I think it is fair to say, not only with reference to this film, that, in our variously and multifariously ‘hype-rich’ world, Rick van der Linden is, to put it with perhaps unfashionable simplicity, concerned about truth and beauty; perhaps it is not inaccurate even to add, more about the beauty of truth, than ‘beauty’ in any more limitedly ‘aesthetic’ sense. (This is not, for better or worse, the place to embark on attempting wider or deeper remarks on that concern for ‘truth’.)
But, one could as readily say, if anything characterizes Rick, it is playfulness: earnest playfulness, yes, but all sorts of playfulness, in fact. Playfulness with conventions, playfulness with (so to put it) the conventions of unconventionality, with images, and ‘image’, ideas, and ideals, with ec- and with (if the word exists, in the sense suggested here) ‘centricity’, playfulness with flamboyance, extravagance, exuberance (to play, myself, on that prepositional phrase). But, what dangers of ‘hype’ lurk (for example, in particular) here?

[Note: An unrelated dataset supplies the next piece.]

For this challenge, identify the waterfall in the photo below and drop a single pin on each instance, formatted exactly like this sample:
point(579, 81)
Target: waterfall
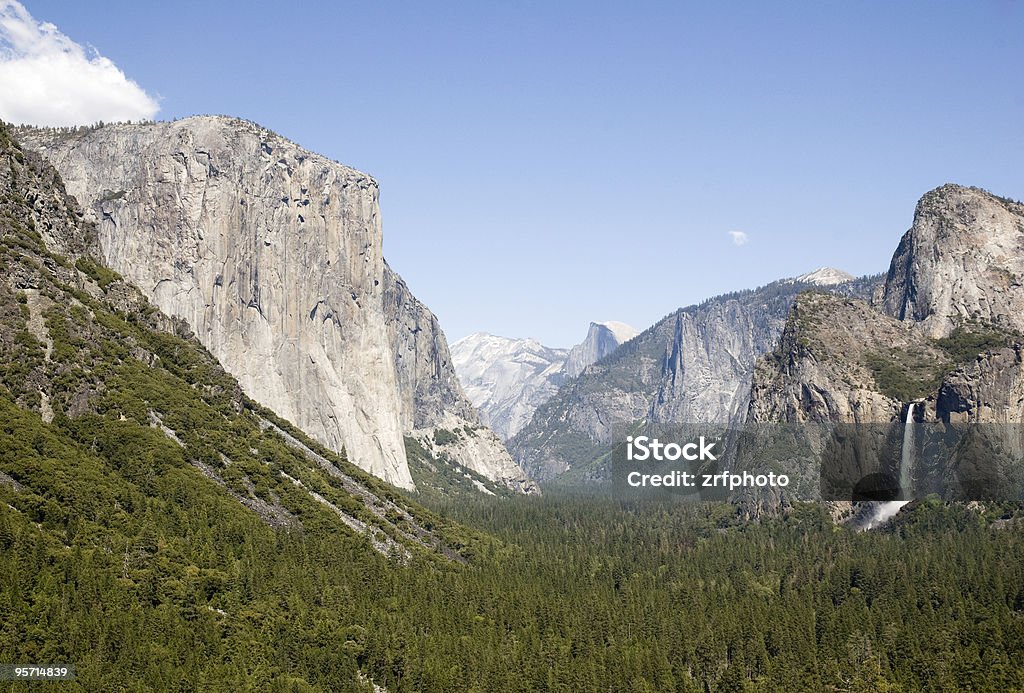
point(888, 509)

Alas, that the Dutchless viewer will have eyes but no word-sharp ears to go by, in pondering finely possible answers to that question – not that all depends upon its outcome; far from it; yet it is one that hovers, and properly enough, in our atmosphere generally, even when not pointed by a title.
To what extent can such viewers have a sense (or test my judgement) of how (so to put it) ‘journalistically’ well the filmmaker, Gert Jan Breukelaar has worked, here: for example, neither hiding, nor, in any of various possible senses, exploiting, vulnerability? Not ‘hyping’, not ‘scoring off’, but skillfully portraying – with a fine seasoning of a kind of friendly teasing. (The film was made on Rick van der Linden’s behalf – something clear enough from the text of the opening – but ,as I understand, with the way it was made, the filmmaking itself – ‘journalistic’, scripting, and editorial choices, and so on – being left to the discernment, artistry, and judgement of the filmmaker. I fear I am not expert enough to say confidently how far this does or does not fit the description, ‘documercial’, but I find the ‘docu’ of it impressive.)